Wednesday 23 November 2011

Submarine warfare: Touching photos without a bang

The boat - cover picture for the exhibition.

To 30 June shows that the German Navy Museum special exhibition "Das
Boot - The Photographs" with pictures of Lothar-Günther Buchheim.

Wilhelmshaven - "So - caught fresh from the water - see the six
children to the mercy of pathetic: kitsch pale, stubbly, barefoot, the
wet stuff on their skinny bodies." What Lothar-Guenther Buchheim, as a
young war correspondent on "U 96" monitors and was later described in
a book does, of the "Fascination submarine warfare" left absolutely
nothing.
A mine has caught the submarine, an air attack of the steel tube,
where the rest wounded. "U 96" has gotten such a miracle and does
nothing to the surviving shipwrecked comrades. Impressively Buchheim
has held the rescued Ubootfahrer on deck with his camera.

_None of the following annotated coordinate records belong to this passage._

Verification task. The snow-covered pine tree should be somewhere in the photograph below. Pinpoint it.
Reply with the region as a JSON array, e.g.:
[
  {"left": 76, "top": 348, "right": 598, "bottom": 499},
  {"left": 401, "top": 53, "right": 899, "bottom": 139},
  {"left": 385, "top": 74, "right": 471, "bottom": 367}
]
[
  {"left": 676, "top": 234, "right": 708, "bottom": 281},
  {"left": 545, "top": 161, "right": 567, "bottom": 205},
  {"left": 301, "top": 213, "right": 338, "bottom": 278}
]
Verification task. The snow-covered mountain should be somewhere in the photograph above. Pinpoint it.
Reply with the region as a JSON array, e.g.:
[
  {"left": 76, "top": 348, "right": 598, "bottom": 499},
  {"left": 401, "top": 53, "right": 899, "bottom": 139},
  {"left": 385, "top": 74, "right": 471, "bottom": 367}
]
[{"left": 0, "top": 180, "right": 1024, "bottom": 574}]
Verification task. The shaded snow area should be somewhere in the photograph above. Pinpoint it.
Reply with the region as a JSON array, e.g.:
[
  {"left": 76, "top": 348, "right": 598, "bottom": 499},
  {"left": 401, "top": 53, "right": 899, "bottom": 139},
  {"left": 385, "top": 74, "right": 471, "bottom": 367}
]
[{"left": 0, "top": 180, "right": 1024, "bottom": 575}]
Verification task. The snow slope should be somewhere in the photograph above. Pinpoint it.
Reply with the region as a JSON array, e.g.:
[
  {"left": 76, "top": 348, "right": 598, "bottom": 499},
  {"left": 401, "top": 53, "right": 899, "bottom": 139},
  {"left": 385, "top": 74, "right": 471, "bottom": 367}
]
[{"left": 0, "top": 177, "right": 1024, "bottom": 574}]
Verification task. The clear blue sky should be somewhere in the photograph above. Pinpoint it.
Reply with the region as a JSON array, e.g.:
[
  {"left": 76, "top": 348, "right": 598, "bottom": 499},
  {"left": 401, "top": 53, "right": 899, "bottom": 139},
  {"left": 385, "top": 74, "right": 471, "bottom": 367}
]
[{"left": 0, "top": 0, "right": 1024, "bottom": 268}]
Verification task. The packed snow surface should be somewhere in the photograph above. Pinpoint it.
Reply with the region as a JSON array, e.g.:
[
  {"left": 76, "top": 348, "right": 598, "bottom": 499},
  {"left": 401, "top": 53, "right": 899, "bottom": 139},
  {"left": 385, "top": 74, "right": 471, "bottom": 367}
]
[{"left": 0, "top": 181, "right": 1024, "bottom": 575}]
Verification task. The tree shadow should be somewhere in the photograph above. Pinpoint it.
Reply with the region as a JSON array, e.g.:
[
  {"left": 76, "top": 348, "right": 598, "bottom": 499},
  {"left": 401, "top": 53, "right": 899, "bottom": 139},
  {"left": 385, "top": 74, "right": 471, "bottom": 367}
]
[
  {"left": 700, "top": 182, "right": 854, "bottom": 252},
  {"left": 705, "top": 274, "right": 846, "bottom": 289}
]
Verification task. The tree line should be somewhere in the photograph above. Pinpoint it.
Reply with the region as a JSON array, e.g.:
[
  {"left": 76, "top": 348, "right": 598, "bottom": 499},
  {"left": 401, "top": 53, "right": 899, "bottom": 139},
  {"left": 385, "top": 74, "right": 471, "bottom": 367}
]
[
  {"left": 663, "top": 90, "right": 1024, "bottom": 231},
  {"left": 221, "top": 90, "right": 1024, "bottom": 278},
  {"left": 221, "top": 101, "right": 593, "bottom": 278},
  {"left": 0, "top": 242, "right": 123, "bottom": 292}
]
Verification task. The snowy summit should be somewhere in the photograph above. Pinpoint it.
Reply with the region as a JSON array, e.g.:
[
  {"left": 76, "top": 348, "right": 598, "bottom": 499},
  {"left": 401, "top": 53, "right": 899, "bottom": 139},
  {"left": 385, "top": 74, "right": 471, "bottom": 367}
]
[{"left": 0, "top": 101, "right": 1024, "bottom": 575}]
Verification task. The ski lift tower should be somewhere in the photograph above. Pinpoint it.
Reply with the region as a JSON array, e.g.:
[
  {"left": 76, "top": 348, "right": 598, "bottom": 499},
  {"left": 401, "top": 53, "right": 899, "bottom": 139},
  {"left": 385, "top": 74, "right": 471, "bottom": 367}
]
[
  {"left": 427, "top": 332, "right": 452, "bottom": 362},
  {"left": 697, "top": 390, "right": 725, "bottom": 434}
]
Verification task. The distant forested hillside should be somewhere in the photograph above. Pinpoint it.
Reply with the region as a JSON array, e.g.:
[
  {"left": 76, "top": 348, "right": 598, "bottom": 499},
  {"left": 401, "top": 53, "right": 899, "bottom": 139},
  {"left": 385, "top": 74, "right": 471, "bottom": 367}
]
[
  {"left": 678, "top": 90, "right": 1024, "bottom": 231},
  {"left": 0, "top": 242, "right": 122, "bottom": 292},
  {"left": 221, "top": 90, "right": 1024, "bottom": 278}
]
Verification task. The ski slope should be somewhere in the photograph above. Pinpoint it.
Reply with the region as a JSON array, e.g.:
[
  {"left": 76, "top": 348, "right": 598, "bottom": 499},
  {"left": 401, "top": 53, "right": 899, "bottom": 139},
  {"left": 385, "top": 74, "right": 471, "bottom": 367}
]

This black and white photos fail as the other shots of the new
exhibition "Das Boot - The Photographs" at the German Maritime Museum
(DMM), their effect on the viewer: you get under your skin, can
participate in one on the fate of men and often also shudder. Here,
the issue waived flashy effects, original exhibits, or the usual
models.

Buchheim's photographs, which were created during the seventh war
patrol of "U 96" in 1941, as well as quotes from his books appear all
to yourself. The narrowness of the submarines of the type VII C, the
vastness of the sea and sky, but especially the faces of the men
around the "old", Lieutenant-Commander Heinrich Lehmann-Willenbrock.

Most visitors are already in 1973 published book home book "Das Boot"
or have the eponymous film (1981) by Wolfgang Petersen in memory.
Liked the book died in 2007, the home of more action-packed movie
version did not tell Dr. Clelia Segieth, curator of the Buchheim
Museum. He had been missing, especially the many "Gammel" scenes in
the book - hours and days of waiting on board, time in which nothing
happened, and with the men but all kinds hired.